INTERNAÇÃO

‘Matador da Bíblia’ completa 18 meses detido em hospital do Vale

Por Xandu Alves | Taubaté
| Tempo de leitura: 3 min
Reprodução
Celso Ricardo de Oliveira ficou conhecido como ‘Matador da Bíblia’
Celso Ricardo de Oliveira ficou conhecido como ‘Matador da Bíblia’

Conhecido como ‘Matador da Bíblia’, Celso Ricardo de Oliveira, 46 anos, completou 18 meses de internação no Hospital de Custódia e Tratamento Psiquiátrico de Taubaté, mais conhecido como Casa de Custódia.

Clique aqui para fazer parte da comunidade de OVALE no WhatsApp e receber notícias em primeira mão. E clique aqui para participar também do canal de OVALE no WhatsApp

Ele está detido na unidade desde que uma perícia constatou insanidade mental e levou a Justiça a determinar a custódia dele em hospital psiquiátrico do sistema prisional.

A SAP (Secretaria da Administração Penitenciária) confirmou que Celso está internado no Hospital de Custódia de Taubaté desde o começo de abril de 2024, permanecendo internado na unidade atualmente.

“A Secretaria da Administração Penitenciária informa que o paciente citado está custodiado, atualmente, no Hospital de Custódia e Tratamento Psiquiátrico de Taubaté”, disse a pasta.
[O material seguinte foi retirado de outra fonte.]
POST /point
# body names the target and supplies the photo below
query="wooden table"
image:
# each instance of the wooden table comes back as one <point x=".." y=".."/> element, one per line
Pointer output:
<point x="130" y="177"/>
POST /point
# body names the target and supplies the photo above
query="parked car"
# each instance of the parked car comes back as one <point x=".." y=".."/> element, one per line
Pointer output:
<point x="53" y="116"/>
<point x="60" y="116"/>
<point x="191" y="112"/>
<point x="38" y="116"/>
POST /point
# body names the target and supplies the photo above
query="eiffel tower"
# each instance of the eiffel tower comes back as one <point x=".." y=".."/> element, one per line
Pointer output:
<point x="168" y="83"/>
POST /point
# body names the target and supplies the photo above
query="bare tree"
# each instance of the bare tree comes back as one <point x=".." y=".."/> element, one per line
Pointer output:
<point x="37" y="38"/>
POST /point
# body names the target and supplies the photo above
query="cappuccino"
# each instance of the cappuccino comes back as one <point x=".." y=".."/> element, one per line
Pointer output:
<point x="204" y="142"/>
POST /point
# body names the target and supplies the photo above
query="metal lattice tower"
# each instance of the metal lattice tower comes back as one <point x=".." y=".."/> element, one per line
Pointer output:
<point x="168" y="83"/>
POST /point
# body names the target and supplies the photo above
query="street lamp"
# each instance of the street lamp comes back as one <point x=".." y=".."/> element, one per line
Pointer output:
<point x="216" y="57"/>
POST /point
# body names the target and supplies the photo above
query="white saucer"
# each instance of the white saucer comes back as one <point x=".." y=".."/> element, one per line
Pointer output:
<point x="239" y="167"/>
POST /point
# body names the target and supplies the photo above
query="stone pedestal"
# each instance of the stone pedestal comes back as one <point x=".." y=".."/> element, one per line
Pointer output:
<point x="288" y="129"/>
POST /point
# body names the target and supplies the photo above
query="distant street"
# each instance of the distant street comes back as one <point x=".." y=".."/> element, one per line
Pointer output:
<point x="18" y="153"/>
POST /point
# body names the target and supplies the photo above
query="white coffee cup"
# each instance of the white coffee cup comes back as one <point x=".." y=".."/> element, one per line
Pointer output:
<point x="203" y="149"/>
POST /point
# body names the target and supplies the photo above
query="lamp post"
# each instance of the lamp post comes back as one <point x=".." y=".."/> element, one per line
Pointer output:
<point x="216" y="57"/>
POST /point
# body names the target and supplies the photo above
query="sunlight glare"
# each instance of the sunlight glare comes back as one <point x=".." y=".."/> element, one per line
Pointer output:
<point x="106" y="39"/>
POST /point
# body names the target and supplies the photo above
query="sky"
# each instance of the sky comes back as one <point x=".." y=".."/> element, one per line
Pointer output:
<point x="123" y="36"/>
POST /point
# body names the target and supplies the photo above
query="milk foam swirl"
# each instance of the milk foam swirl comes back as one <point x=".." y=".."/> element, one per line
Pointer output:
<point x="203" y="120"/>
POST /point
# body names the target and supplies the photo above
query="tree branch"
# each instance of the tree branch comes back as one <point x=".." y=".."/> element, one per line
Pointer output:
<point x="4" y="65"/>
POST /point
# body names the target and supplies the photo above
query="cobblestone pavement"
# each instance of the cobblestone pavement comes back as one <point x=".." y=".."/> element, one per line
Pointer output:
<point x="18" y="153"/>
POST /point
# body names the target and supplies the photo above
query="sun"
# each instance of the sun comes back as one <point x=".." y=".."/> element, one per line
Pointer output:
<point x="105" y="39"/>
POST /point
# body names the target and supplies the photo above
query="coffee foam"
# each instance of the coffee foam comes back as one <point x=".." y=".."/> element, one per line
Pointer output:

O exame de sanidade em Celso vinha sendo aguardado desde que a Polícia Civil investigou o envolvimento dele em ataques na zona sul de São José dos Campos, que deixaram dois mortos e oito feridos. Celso foi preso no começo de novembro de 2022.

O laudo era de responsabilidade do Imesc (Instituto de Medicina Social e de Criminologia de São Paulo), autarquia ligada à Secretaria Estadual da Justiça e Cidadania.

Na época da investigação, familiares de Celso disseram à polícia que ele possuía transtornos psiquiátricos, mais especificamente esquizofrenia paranoide.

Laudo médico de 2020 apontou “evolução grave de doença” em Celso, com “grande resistência à medicação” e “inquietação e impulsos agressivos violentos”, com “risco de morte iminente”.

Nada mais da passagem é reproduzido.